Le spécialiste d’ECOSOL confirme que «les
systèmes photovoltaïques sont très compétitifs
dans les lieux qui ne sont pas reliés au Système
électro-énergétique national (SEN). Les
avantages fondamentaux de ce système sont son
autonomie et sa grande fiabilité de
fonctionnement.
«La transformation directe de la radiation
solaire en électricité par conversion
photovoltaïque est sans doute son mode
d’utilisation le plus fréquent. Son
développement international soutenu affiche une
croissance de 33% par an sur les cinq dernières
années. Fin 2004, plus de 2510 MW installés,
dont près de 90% dans les pays industrialisés.
Dans des conditions spécifiques, on commence à
monter rapidement des systèmes reliés au réseau.
La préoccupation généralisée pour la protection
de l’environnement commence à peser sur les
législations énergétiques des pays
industrialisés, et la connexion au réseau de
systèmes photovoltaïques devient de plus en plus
fréquente. Dans un premier temps, on a monté des
centrales photovoltaïques de grandes dimensions.
Avec le développement de l’électronique on a
conçu des systèmes de plus en plus petits et
faciles à manier, qui fonctionnent comme de
petites centrales domestiques, totalement
adaptables à des logements électrifiés de
manière conventionnelle. Les coûts
d’investissements et de fonctionnement sont
ainsi réduits et le rendement augmente.
«Comme en Allemagne, au Japon et ailleurs, les
injections au réseau pourraient compléter
efficacement le système électrique national et
en assurer la stabilité, à partir d’un programme
qui développerait cette application de manière
accélérée dans le pays. Compte tenu des
perspectives qu’ils offrent, à moyen terme les
systèmes de connexion au réseau devraient
constituer le secteur où la demande de panneaux
photovoltaïques sera la plus grande.
« Les systèmes hybrides s’utilisent de plus en
plus en raison de leur haute fiabilité, de
l’entretien qui est minimal, de la demande
infime ou nulle de combustible et de la
réduction du nombre de batteries requises. Une
autre combinaison acquiert de l’importance:
l’énergie éolienne-photovoltaïque-Diésel. Les
«systèmes intelligents» de contrôle (qui ont
beaucoup évolué) trouvent un large champ
d’applications dans ces systèmes hybrides.

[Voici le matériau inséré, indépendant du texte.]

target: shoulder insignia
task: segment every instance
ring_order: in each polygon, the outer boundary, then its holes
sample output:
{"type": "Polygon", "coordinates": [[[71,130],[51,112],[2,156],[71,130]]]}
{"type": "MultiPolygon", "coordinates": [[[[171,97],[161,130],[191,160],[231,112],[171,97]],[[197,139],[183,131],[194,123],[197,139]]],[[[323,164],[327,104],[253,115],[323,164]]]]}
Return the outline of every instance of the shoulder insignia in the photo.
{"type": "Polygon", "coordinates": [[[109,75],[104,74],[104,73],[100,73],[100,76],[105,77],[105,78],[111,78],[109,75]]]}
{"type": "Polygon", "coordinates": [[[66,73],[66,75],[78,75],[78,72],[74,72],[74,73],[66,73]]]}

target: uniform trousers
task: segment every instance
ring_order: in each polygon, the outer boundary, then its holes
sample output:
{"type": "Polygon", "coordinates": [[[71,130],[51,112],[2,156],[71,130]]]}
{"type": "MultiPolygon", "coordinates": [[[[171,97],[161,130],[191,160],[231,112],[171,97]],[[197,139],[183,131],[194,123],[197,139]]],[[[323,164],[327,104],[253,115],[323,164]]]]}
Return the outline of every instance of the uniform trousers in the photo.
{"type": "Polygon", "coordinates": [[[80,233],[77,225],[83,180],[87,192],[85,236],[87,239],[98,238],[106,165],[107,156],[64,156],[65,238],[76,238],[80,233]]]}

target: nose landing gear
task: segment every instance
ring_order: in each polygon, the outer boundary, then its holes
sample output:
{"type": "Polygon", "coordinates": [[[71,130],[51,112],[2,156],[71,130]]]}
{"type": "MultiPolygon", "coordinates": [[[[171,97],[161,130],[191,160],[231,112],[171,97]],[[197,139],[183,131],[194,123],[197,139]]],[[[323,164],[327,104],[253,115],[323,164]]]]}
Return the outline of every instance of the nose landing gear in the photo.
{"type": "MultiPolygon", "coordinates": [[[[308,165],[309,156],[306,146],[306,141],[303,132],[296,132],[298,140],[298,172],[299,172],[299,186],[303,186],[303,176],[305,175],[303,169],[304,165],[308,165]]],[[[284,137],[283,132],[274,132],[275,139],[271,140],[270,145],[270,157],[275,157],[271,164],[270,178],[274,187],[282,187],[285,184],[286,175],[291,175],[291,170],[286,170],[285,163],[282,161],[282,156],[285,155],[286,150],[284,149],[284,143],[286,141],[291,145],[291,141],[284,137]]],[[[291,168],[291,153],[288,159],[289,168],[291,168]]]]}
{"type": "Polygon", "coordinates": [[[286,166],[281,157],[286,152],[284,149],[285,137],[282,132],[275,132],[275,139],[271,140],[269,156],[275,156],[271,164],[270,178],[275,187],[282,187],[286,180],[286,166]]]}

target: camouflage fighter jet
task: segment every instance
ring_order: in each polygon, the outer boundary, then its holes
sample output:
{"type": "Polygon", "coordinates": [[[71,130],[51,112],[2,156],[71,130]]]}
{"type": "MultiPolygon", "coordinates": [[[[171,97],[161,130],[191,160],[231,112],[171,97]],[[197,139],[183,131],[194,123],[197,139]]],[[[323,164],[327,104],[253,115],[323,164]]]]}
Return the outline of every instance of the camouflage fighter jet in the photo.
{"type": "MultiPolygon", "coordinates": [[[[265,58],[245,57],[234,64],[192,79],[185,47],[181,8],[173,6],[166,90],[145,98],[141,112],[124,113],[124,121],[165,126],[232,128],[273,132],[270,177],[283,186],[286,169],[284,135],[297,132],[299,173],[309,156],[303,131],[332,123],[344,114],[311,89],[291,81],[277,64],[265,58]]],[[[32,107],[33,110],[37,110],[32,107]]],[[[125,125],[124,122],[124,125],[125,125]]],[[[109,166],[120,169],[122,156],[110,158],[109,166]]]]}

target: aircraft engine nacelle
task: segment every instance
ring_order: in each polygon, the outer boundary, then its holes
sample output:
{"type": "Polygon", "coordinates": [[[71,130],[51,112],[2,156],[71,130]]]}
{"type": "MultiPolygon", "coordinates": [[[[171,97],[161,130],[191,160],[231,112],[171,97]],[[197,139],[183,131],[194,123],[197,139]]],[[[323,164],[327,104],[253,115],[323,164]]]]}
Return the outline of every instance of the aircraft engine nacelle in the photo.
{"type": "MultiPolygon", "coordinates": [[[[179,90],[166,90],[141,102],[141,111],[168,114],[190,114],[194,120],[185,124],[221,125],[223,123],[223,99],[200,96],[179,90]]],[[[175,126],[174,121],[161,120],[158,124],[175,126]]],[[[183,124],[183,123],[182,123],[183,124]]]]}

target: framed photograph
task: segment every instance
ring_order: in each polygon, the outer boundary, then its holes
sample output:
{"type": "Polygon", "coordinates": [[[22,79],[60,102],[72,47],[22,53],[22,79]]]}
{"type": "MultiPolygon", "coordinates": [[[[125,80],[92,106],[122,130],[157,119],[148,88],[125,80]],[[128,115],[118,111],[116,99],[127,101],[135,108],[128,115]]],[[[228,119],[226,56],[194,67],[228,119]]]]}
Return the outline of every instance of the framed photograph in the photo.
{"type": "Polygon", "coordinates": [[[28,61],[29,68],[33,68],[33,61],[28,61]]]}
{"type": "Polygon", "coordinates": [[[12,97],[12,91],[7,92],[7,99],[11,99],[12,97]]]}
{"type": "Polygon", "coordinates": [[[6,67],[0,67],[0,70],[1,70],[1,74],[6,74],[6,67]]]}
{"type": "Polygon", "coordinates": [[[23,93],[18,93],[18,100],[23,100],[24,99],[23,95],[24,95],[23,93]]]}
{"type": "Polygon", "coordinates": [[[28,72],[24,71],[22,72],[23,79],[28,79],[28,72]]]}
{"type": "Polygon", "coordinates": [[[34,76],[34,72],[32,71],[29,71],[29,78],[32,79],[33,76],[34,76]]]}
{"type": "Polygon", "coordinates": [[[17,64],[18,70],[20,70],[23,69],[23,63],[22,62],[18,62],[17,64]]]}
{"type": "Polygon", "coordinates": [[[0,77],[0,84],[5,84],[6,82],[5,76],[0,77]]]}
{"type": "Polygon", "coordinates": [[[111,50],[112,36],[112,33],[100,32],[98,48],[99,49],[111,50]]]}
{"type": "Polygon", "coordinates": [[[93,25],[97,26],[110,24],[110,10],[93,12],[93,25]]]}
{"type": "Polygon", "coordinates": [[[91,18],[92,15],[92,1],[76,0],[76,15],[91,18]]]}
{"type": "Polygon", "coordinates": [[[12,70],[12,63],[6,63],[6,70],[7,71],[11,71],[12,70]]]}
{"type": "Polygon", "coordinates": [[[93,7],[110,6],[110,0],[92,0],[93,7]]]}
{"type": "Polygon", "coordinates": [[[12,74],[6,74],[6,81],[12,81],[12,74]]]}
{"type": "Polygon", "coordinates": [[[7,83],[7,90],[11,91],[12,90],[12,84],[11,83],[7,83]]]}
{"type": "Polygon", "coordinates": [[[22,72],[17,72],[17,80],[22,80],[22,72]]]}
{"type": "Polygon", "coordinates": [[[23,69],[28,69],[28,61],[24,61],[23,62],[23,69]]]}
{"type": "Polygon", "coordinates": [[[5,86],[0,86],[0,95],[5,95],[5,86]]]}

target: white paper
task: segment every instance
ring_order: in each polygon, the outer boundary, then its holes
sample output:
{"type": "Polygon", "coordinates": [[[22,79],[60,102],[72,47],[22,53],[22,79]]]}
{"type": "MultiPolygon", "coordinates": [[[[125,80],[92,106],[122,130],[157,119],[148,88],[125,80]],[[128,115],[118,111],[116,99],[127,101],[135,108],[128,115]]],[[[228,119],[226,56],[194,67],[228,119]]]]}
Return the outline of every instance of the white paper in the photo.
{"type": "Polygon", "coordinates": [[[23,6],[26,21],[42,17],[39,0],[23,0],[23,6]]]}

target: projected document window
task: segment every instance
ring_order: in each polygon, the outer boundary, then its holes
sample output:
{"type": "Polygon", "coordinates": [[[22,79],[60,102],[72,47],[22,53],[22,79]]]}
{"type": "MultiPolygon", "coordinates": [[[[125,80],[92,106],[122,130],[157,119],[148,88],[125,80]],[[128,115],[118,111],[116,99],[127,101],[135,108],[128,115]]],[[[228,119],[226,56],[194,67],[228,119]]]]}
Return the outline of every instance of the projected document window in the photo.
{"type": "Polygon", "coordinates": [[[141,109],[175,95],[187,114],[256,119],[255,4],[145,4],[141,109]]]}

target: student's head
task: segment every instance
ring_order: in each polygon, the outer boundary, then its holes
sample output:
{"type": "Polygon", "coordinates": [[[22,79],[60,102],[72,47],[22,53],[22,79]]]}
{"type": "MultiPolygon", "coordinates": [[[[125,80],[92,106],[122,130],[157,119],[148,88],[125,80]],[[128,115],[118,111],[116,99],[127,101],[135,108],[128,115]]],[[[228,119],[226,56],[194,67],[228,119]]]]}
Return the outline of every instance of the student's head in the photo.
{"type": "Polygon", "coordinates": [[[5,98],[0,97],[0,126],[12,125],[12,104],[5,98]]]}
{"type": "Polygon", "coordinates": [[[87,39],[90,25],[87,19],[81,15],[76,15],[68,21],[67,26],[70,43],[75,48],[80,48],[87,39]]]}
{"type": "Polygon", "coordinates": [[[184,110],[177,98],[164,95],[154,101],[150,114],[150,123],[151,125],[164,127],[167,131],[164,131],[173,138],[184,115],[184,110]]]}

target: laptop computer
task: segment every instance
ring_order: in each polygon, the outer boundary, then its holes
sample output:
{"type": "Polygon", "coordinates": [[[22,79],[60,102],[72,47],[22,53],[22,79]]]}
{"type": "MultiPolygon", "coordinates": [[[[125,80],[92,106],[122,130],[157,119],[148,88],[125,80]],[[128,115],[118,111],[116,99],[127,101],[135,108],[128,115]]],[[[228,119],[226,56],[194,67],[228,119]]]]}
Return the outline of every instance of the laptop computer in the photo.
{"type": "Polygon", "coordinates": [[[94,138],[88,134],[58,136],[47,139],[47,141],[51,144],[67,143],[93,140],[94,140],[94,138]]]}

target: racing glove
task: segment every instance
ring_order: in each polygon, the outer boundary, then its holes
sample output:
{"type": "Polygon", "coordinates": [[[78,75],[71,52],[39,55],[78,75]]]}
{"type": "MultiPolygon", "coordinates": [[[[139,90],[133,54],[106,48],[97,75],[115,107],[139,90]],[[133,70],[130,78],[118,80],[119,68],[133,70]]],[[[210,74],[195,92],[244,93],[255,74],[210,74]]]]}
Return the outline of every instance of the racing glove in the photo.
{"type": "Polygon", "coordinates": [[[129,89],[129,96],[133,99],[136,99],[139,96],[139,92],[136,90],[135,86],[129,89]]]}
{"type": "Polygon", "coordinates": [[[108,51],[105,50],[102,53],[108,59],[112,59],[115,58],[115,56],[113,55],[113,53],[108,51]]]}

«Enfin, et ceci est de la plus haute importance,
l’énergie solaire a aussi son mot à dire dans le
transport, et en particulier les autobus, avec
l’utilisation de l’hydrogène produit par des
panneaux solaires et des cellules combustibles.
L’ENERGIE SOLAIRE PEUT ETRE INJECTEE AU RESEAU NATIONAL
Un autre épisode d’électrification de logements
a débuté à la fin de 2003, lorsque Jean-Paul
Roblès, gérant de Total à Cuba, dînait avec des
amis paysans de Viñales. La nuit tomba et comme
il n’y avait pas d’électricité, le repas
s’acheva à la lumière de bougies.
Il raconte à Granma international: «C’est
là qu’il m’est venu à l’esprit que dans ces
conditions, une énergie alternative comme
l’énergie solaire, dans le contexte du
développement durable et des énergies
renouvelables, conviendrait parfaitement aux
logements assez isolés de la région de Viñales.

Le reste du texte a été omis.